Sosa, seguido de los cinco trabajadores restantes, levantaba por
medio del traqueómetro el plano de la porcion del camino de Panamá
comprendida únicamente entre la garganta del Bernardino y la del
Caimito.
Una hora de marcha hecha á paso ligero por la sabana llana y
cómoda, donde apénas si ninguna prominencia se levanta del suelo,
cubierto en muchos de sus puntos por frescos y agradables
bosquecillos, me condujeron por fin á aquel último
|paso,
lugar gracioso y encantador; la marea está baja; el río, de una
trasparencia incomparable, se desliza por un cauce cuyo fondo está
constituido por pequeños guijarros negros y rojiza arena, sembrado
de algunos trozos de mica que brillan notablemente al ser heridos
por el sol.
Poco despues el camino se desvía, siguiendo el lecho de una
quebrada pedregosa que nos hace subir á una línea de crestas
bastante accidentadas. Por algunos puntos se distinguen aún restos
de calzadas y trozos de camino que en un tiempo debieron existir y
facilitar el paso, pero sobre los que ha vuelto á extender su
dominio la selva con todo su poderío. Estos antiguos vestigios de
los admirables trabajos que allí realizaron los españoles, y que
son fiel testimonio de un poder caído, me explican suficientemente
la abundancia de piedras agudas y cortantes de que, sembrado el
camino, lo hacen difícil y desagradable. Aquellos trozos, que antes
debieron ser los más apetecidos, y que hoy el atravesarlos causa
grandes fatigas y trabajos hasta para las caballerías, son llamados
pedregales por los naturales.
El sendero atraviesa en trozos la selva y en trozos los terrenos
donde crecen las abundantes hierbas, abrasadas ahora por el sol;
despues gana las alturas de una colina desde donde se distingue una
extensa sabana completamente seca. El sol, cayendo verticalmente
sobre aquella llanura, sin sombra ninguna que en poco ó en mucho la
preserve, caldea las capas de aire más próximas al suelo; el
equilibrio se rompe, estableciéndose corrientes ascendentes que
chocan con otras que se determinan en sentido inverso; al traves de
aquellos medios de tan distintas densidades, los objetos parecen
agitados por incomprensibles movimientos, ofuscando la vista de una
manera tal, que apénas si á lo lejos puede reconocerse La Chorrera
ni el magnífico bosque de cocoteros que la abriga.

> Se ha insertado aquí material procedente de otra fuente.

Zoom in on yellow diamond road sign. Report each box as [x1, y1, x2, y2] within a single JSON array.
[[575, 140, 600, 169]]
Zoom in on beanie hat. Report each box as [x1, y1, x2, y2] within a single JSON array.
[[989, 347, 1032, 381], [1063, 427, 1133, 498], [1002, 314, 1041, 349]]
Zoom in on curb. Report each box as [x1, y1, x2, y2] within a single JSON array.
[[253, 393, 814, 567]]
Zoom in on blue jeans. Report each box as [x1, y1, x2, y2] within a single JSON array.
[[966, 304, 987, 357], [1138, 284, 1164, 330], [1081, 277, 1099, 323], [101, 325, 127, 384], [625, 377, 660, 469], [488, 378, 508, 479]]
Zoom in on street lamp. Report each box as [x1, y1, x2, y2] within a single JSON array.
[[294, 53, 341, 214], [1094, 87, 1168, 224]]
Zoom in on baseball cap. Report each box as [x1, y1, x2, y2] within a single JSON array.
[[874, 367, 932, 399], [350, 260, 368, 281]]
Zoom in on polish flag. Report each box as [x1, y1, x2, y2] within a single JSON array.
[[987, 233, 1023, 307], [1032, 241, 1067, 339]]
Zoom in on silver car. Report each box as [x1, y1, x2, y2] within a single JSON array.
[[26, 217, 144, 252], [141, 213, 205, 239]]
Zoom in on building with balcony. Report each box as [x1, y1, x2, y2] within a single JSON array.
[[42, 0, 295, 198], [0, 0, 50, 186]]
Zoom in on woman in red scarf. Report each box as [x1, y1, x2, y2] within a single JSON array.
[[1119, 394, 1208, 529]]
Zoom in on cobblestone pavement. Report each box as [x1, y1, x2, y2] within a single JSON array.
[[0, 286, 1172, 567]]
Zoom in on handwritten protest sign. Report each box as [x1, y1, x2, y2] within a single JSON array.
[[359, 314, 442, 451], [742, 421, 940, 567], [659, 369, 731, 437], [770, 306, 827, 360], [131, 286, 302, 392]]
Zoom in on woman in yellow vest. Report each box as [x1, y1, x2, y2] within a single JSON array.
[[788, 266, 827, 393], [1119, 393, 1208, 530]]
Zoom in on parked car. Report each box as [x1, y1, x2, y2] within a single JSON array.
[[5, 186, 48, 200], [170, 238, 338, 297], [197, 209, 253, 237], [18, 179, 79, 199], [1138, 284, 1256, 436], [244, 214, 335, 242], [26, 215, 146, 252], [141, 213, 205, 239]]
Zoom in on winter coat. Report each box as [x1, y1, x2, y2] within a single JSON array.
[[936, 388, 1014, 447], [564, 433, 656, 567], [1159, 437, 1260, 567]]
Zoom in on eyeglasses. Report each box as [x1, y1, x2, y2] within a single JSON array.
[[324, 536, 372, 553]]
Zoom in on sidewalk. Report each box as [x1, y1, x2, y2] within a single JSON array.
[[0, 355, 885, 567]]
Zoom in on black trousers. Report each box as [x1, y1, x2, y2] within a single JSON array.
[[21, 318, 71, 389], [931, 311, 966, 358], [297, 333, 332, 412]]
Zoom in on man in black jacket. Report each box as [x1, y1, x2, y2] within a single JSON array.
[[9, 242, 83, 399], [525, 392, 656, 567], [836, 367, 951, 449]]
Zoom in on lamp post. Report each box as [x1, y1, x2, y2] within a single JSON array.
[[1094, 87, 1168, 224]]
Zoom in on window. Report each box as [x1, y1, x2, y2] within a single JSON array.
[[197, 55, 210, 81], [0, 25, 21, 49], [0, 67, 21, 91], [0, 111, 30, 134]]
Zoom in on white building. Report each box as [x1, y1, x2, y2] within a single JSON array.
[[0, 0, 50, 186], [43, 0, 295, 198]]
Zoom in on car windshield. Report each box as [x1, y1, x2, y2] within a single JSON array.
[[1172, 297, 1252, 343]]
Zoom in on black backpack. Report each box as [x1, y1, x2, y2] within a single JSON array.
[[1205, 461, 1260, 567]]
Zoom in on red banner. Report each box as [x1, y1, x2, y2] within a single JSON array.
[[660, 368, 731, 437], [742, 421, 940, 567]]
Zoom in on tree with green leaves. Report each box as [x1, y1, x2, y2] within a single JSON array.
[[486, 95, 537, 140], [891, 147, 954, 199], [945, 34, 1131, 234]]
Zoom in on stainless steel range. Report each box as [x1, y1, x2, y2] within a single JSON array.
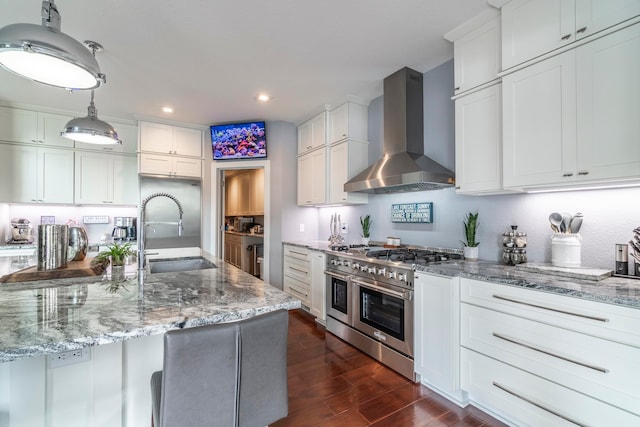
[[325, 246, 462, 381]]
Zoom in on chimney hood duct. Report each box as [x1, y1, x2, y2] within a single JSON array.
[[344, 67, 455, 194]]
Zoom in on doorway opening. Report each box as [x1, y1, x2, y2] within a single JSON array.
[[211, 160, 270, 281]]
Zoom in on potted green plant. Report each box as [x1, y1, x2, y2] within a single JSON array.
[[360, 214, 372, 245], [462, 212, 480, 260], [96, 243, 133, 266]]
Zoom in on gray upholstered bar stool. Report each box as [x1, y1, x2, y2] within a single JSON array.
[[151, 310, 289, 427]]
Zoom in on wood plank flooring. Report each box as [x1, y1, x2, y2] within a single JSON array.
[[271, 310, 505, 427]]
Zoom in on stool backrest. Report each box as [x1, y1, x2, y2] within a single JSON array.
[[159, 310, 289, 427]]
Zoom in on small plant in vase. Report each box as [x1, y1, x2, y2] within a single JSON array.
[[96, 243, 133, 266], [360, 215, 372, 245], [462, 212, 480, 260]]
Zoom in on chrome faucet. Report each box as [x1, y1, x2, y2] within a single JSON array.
[[138, 193, 183, 278]]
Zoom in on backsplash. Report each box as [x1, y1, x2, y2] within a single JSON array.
[[312, 188, 640, 270], [0, 204, 138, 245]]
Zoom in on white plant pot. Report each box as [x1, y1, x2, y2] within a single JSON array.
[[464, 246, 480, 261]]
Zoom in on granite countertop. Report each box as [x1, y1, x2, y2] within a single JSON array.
[[0, 252, 300, 362], [284, 241, 640, 309]]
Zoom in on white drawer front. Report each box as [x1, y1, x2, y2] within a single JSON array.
[[283, 276, 311, 306], [460, 278, 640, 348], [284, 245, 311, 261], [461, 348, 640, 427], [284, 257, 311, 283], [461, 304, 640, 415]]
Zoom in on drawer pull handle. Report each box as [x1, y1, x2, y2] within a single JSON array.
[[289, 287, 307, 298], [493, 294, 609, 322], [493, 332, 609, 374], [493, 381, 588, 427]]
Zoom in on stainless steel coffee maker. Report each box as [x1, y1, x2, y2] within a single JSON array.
[[111, 216, 138, 242], [7, 218, 34, 245]]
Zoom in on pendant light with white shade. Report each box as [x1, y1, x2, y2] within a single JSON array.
[[60, 41, 122, 145], [0, 1, 106, 89]]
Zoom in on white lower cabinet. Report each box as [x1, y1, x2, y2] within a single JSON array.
[[282, 245, 311, 310], [414, 272, 466, 404], [0, 144, 73, 203], [460, 278, 640, 426], [74, 151, 138, 205], [0, 334, 163, 427], [311, 251, 327, 325]]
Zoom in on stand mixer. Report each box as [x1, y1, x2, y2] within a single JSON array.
[[7, 218, 33, 245]]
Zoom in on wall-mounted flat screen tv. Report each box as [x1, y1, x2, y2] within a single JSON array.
[[211, 121, 267, 160]]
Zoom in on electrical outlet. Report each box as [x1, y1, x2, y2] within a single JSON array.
[[48, 347, 91, 369]]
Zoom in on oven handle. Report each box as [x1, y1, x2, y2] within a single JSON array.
[[351, 278, 411, 301], [324, 270, 351, 282]]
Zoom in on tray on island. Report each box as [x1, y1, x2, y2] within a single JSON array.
[[0, 257, 108, 283], [516, 263, 613, 281]]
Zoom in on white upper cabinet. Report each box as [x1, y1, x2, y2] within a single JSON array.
[[328, 102, 368, 144], [576, 22, 640, 181], [75, 122, 138, 154], [327, 140, 369, 204], [502, 0, 640, 70], [0, 144, 73, 204], [298, 148, 327, 206], [502, 51, 576, 187], [444, 9, 502, 95], [0, 107, 73, 148], [74, 151, 138, 205], [503, 24, 640, 187], [298, 111, 327, 154], [139, 122, 202, 157], [455, 83, 510, 194]]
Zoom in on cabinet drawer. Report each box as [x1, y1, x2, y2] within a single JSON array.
[[460, 304, 640, 415], [283, 276, 311, 306], [284, 245, 311, 261], [460, 278, 640, 348], [462, 348, 640, 427], [283, 257, 311, 283]]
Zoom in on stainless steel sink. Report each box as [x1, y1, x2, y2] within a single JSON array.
[[149, 257, 217, 274]]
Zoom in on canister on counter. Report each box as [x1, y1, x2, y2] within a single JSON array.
[[38, 224, 69, 270]]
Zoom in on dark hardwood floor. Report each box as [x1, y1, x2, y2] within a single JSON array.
[[271, 310, 505, 427]]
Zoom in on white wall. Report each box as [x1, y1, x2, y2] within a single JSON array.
[[0, 204, 138, 245], [300, 60, 640, 269], [319, 188, 640, 269]]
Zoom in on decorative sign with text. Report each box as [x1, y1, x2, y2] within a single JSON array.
[[391, 202, 433, 223]]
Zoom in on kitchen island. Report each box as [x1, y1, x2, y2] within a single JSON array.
[[0, 253, 300, 427]]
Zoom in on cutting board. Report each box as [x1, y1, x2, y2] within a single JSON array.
[[0, 257, 108, 283]]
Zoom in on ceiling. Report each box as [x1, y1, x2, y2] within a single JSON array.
[[0, 0, 490, 126]]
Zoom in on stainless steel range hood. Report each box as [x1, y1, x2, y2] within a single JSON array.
[[344, 67, 455, 194]]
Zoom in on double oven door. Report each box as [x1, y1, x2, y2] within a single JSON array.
[[352, 278, 413, 358], [325, 271, 413, 357], [325, 271, 353, 326]]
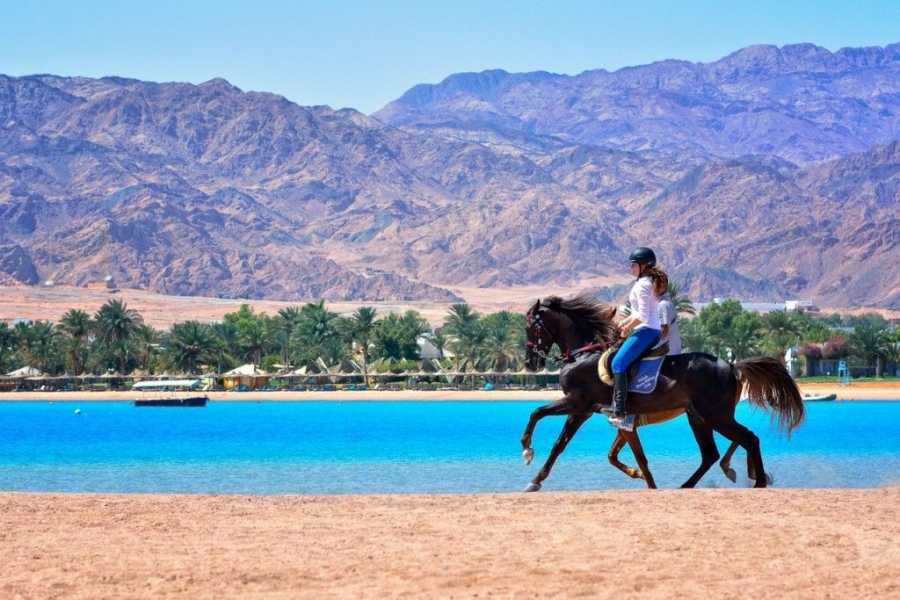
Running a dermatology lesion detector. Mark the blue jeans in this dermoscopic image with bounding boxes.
[612,327,662,375]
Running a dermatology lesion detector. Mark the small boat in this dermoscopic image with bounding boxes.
[131,379,209,407]
[803,394,837,402]
[134,396,209,407]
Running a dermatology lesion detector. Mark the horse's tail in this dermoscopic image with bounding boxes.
[734,356,804,433]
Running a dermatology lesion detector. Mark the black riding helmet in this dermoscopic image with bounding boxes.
[628,246,656,267]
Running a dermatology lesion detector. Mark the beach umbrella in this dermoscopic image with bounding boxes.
[6,366,43,379]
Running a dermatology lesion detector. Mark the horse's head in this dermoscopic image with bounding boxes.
[525,298,555,371]
[525,295,618,371]
[525,296,571,371]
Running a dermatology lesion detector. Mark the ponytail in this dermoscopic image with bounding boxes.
[641,266,669,298]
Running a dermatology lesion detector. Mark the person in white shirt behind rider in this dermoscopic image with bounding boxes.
[658,292,681,356]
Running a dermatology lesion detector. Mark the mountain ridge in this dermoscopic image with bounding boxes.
[0,44,900,306]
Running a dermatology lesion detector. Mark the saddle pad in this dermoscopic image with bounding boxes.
[597,348,666,394]
[628,356,666,394]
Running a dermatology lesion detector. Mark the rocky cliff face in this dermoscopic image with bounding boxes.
[374,44,900,163]
[0,39,900,307]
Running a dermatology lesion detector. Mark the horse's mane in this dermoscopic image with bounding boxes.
[541,294,619,344]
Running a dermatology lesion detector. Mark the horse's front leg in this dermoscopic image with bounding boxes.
[606,429,642,479]
[522,396,573,465]
[620,427,656,490]
[525,413,593,492]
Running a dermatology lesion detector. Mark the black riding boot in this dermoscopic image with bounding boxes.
[603,373,628,419]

La Chorrera es una pequeña poblacion muy bella, de casas anchas,
espaciosas y bien dispuestas, aunque sólo tienen un piso. Desde
hace mucho tiempo ha sustituido á Chepo como estacion de verano
para los panameños, que van á ella para pasar más cómodamente los
meses que en la capital hace el calor insoportable. Está situada en
lo alto de una colina, y casi continuamente la brisa de tierra ó de
mar da lugar á que en ella se disfrute de un fresco agradable. Por
desgracia, esta poblacion que tan buenas condiciones presenta para
el solaz y distraccion de los ricos que la mayor parte del año
habitan en las capital del Estado, tiene el grandísimo
inconveniente de ser muy escasa de aguas, hasta el punto de que
para tomar un bario hay que recorrer una distancia de más de mil
quinientos metros, donde se encuentra un riachuelo de escasa
corriente, confluente del Caimito. De quererse evitar esta
molestia, no hay más remedio que contentarse con la inmersion en un
pozo, ó, por mejor decir, en los agujeros que practican en el cauce
de un arroyo que atraviesa la poblacion.
En La Chorrera tuvimos la fortuna de encontrar una casa para
nosotros y para los hombres que nos acompañaban: era aquella una
posada donde no nos veíamos preocupados por la mañana y por la
noche con el molesto cuidado del cocinero, lo cual nos permitía
continuar nuestras operaciones y trabajos con más actividad,
ganando así el tiempo que anteriormente habíamos perdido, contra
nuestra voluntad, y sin que por ello tengamos que hacer gastos
mayores, dado que las provisiones que acá y allá habíamos comprado
en el camino nos costaron excesivamente caras, pues allí, como en
todas partes, saben aprovechar las ocasiones y explotar al que se
ve en la forzosa necesidad de adquirir productos de los que saben
no puede prescindirse en manera alguna. El primer día, el Sr.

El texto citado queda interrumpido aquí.